Dr. Winters acknowledged that the traditional focus of ministry functions in bishops, priests, and deacons made sense, in fourth century western Europe when all the known world had become Christian.
"It was all very well then," he said, "for clerical people -- literally, those who could read and write and work with figures -- to minister to lay people who had neither these skills nor theological knowledge."
But he cautioned that today "we may be trapped into mistaking custom for dogma, the customary for the divine. Custom has changed many times and will change many times more; it is doctrine that is unchanging. "
"In our secular age," he continued, "with Christians again a minority, we all need to be able to minister and to go out in mission to those who have not heard the Gospel. Let's begin anew to take our doctrine of Holy Baptism seriously and 'edify' the Church -- building up, informing, making aware, and expanding the horizons of all our people, not only those in holy orders."

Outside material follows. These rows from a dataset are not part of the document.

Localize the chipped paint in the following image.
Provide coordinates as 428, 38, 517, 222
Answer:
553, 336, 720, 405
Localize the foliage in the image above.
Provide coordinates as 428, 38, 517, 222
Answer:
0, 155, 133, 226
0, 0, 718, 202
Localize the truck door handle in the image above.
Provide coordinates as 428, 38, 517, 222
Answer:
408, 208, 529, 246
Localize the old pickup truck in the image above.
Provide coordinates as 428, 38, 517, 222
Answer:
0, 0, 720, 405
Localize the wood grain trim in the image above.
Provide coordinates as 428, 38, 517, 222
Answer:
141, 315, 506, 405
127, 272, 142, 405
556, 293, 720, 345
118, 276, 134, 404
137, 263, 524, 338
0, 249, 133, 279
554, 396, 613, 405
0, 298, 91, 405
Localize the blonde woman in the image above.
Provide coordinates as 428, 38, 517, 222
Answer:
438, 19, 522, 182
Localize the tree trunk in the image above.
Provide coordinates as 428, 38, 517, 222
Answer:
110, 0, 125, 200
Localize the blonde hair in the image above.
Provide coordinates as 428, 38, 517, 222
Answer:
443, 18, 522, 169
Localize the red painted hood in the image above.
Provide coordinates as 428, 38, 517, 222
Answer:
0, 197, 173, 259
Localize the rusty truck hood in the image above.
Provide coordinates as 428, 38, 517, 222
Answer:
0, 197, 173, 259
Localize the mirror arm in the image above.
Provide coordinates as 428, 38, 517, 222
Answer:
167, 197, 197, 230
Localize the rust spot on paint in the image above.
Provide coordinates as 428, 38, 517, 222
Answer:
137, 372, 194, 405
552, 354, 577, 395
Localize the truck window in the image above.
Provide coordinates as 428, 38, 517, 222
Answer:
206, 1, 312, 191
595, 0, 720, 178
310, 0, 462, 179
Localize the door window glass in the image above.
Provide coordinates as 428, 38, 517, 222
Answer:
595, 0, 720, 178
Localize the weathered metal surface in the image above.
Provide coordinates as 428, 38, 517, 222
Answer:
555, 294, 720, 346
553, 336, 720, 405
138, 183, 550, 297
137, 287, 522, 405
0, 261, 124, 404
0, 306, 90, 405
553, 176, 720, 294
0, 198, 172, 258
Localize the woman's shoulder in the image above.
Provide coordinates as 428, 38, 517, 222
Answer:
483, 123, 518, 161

Dr. Winters described the ancient catechumenate: "Three years of concentrated study of the traditions of the old and the new Israel, a final comprehensive exam during Holy Week, a sort of psychological testing including the exorcism of demons, then a solemn commitment before congregation and bishop, declaring belief in the traditions. All this was required as preparation for Holy Baptism; it sounds rather like what happens today for our clergy, doesn't it? Then, it produced a thoroughly ordainable laity; we've reversed the situation entirely. "

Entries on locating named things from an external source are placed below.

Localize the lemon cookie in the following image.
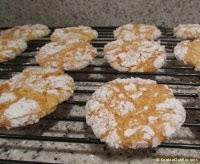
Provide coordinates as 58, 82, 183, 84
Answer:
114, 24, 161, 40
86, 78, 186, 149
104, 39, 166, 72
36, 40, 97, 70
1, 24, 50, 41
51, 26, 98, 42
0, 39, 27, 62
174, 24, 200, 39
0, 67, 75, 128
174, 39, 200, 71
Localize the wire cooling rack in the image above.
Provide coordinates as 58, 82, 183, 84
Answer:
0, 27, 200, 163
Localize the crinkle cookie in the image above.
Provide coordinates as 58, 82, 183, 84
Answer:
104, 39, 166, 72
0, 67, 75, 129
174, 24, 200, 39
86, 78, 186, 149
114, 24, 161, 40
0, 39, 27, 62
174, 39, 200, 71
0, 24, 51, 41
36, 40, 97, 70
51, 26, 98, 42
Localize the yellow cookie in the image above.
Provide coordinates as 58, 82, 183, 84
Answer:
104, 39, 166, 72
36, 40, 97, 70
1, 24, 50, 41
114, 24, 161, 40
0, 39, 27, 62
0, 67, 75, 128
174, 39, 200, 71
86, 78, 186, 149
51, 26, 98, 42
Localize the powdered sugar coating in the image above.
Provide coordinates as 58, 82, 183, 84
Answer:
0, 67, 75, 128
114, 24, 161, 40
174, 39, 200, 70
86, 78, 186, 149
36, 40, 97, 70
104, 40, 166, 72
0, 39, 27, 62
51, 26, 98, 42
0, 24, 51, 41
174, 24, 200, 39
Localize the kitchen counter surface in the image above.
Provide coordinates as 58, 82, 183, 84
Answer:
0, 0, 200, 27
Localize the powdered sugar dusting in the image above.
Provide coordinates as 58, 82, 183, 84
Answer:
114, 23, 161, 40
0, 67, 75, 128
36, 40, 97, 70
0, 39, 27, 62
4, 98, 41, 127
0, 92, 16, 104
51, 26, 98, 41
86, 78, 185, 148
104, 39, 166, 72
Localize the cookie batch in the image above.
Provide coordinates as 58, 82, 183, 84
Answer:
0, 23, 200, 149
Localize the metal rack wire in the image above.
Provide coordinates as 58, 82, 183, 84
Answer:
0, 27, 200, 163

Dr. Winters said that while skill training can be given rather quickly, the use of skills in Christian ways requires "a whole reservoir of theological understanding as a part of one's interior equipment. Our lay people need long-term, systematic exposure to Holy Scripture and to how it deals with all the major issues of life. They need to bounce this knowledge around in their heads long enough for it to change their value structures. Until this happens, until once again we have an ordainable laity, we're whistling in the wind to expect to develop true Christian ministry."
He said seminaries today are "an endangered species, for good reason. We have too many seminaries preparing too many men for ordination. That's become the only non-freaky road open to one who wants to take ministry seriously -- the only door to go through. And we're pushing through that door larger numbers of people than the Church can pick up."
He posed the question, "What else might we in the seminaries do?" -- replying, "We might teach the laity. Wouldn't that be a novel thing to do? We could give lay people the chance to cluster around libraries and do theological scholarship. We could offer some of this beyond campus, too, in several ways; one might be a parish priest/professor exchange program. "
Dr. Winters is on sabbatical, outlining and gathering resources for an innovation Sewanee hopes to offer soon: a two-year pilot program in theological education for lay persons.